Reflecting back on the book, I thought it was heavier on sin than on grace. (A big surprise coming from a Puritan.) Using scriptural arguments, he clearly communicated the evil of the sin of lust, but with that conviction I felt that the reader isn’t lead to the cross where that sin is atoned for (for the believer). I don’t know if I would recommend it to a believer who isn’t rooted in grace. But maybe I am the one who is imbalanced in my theology. Perhaps I need to take lust more seriously and not presume on the grace of God in this area. In our sex-saturated culture, I am certain that I am desensitized to the filthiness of lust. I probably needed to read this book (and need to return to it later).I don’t doubt that these warnings to avoid sexually immorality isn’t done in love, but I wanted to hear more of the Gospel that is available to adulterers,fornicators and impure sinners who repent of their lust and trust in the perfectly pure righteousness of Christ.  To be fair, it was a very short book, so it’s easy to say there could a have been more written. Also, I imagine that this was not intended to be an exhaustive book, but just a small selection of his writings on the topic of lust. Regardless, there are several nuggets worth chewing on that I have been posting recently (and will continue to post in the near future). Here is one quote that impacted me the most:

“Oh consider, how will [God’s] almighty power rack and torment you! Think on this when sin comes with a smiling face towards you in the temptation. Oh think! If the human nature of Christ recoiled, when his cup of wrath was given him to drink; if he was sore amazed at it, how shall you, a poor worm, bear and grapple with it for ever?” (p. 31)

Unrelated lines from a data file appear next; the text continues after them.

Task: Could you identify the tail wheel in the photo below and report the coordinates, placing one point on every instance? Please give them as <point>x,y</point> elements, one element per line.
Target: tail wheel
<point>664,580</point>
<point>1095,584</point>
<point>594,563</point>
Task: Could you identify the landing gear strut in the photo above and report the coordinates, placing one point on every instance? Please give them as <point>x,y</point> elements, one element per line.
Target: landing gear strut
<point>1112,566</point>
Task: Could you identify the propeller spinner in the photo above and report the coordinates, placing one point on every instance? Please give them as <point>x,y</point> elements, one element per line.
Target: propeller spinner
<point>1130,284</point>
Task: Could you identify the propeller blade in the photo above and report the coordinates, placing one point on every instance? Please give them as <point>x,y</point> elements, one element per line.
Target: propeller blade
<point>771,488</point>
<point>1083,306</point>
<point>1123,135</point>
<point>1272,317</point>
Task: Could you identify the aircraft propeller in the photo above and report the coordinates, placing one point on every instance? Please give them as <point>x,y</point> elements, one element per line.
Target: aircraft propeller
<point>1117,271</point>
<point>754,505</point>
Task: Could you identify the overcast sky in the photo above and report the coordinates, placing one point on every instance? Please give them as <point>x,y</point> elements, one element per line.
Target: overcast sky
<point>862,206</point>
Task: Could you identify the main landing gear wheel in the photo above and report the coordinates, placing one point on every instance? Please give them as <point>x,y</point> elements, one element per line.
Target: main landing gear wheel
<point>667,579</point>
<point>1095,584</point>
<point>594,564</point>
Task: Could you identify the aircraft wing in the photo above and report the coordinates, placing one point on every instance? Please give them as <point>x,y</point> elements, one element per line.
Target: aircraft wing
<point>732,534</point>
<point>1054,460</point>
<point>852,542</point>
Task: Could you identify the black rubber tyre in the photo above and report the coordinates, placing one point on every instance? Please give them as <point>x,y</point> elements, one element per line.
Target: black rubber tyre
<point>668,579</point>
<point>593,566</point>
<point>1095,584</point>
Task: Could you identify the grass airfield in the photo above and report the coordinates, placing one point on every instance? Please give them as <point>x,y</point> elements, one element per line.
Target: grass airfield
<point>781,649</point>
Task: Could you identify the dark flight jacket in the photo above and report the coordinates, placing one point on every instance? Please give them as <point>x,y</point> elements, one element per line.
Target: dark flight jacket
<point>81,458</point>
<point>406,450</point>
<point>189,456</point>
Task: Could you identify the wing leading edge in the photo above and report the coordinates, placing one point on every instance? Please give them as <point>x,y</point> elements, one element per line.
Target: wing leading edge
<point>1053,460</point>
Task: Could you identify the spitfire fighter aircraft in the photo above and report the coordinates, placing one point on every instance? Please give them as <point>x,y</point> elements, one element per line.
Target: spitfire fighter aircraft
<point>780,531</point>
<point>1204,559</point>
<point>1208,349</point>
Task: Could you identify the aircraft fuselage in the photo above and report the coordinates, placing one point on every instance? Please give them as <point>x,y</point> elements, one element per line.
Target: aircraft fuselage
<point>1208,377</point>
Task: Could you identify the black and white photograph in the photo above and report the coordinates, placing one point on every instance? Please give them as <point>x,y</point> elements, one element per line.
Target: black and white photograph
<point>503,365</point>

I read through this book slowly and I believer that is the way it was intended to be read. If battle lust in any way (and if you have a pulse, chances are you likely do), then you should read this book. I would especially recommend to it if you regularly practice this sin and you aren’t convinced of it’s impurity in light of a Holy God. If you do consider reading it, read and meditate on one argument/direction at a time for at least day or a two.

Overall, I give it 4 stars out of 5. Both the section on lust and the brief biography made me somewhat curious to read more of Flavel’s work. His writing is typically classed with other popular Puritan divines such as John Bunyan, Matthew Henry, and John Owen.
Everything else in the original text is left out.